Kolo Mosers „Frühlings“-Gemälde, das einen nackten, springenden Mann zeigt, ist im Vergleich dazu die Ausnahme. Wobei die Secessionisten die seltene männliche Nacktheit als provokatives Mittel sehr wohl zu nutzen wussten, denkt man an das erste Secessionsplakat, auf dem Klimt die Scham seines den Minotaurus bezwingenden Theseus in einer zensierten Version hinter ein paar anscheinend sehr schnell emporgeschossenen Baumstämmen, ausgerechnet, versteckte.

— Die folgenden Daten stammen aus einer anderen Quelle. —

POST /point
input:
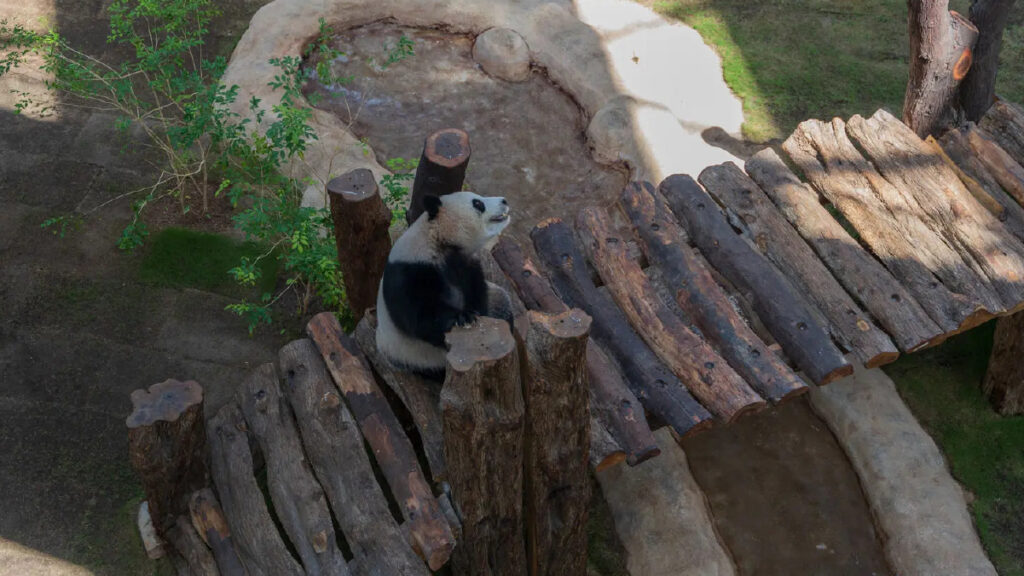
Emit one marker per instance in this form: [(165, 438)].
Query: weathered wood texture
[(298, 498), (617, 418), (208, 520), (484, 419), (360, 231), (699, 296), (421, 397), (928, 268), (557, 439), (257, 541), (941, 44), (428, 529), (773, 236), (1005, 380), (978, 90), (167, 447), (930, 187), (657, 388), (863, 277), (706, 374), (1005, 122), (441, 169), (775, 300), (336, 452)]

Diese in seiner Schönheit und Unschuld zelebrierte Nacktheit begleitete übrigens die damals aufkommende Jugendbewegung, die ein Zurück zur Natur forderte. Genauso wie die diversen anderen Lebensreformbewegungen, die in Gestalt des kurz auch in Wien lebenden deutschen Malers und Gurus Karl Wilhelm Diefenbach auch Klimt und seine Gruppe inspirierten.

Der „Heilige Frühling“ des Wiener Jugendstils währte allerdings nicht ewig, nicht einmal lang. Er wurde von einer Pandemie beendet, der „Spanischen Grippe“, die 1918, in einem Jahr, gleich drei seiner Hauptprotagonisten hinwegraffte: Klimt, Moser und Otto Wagner.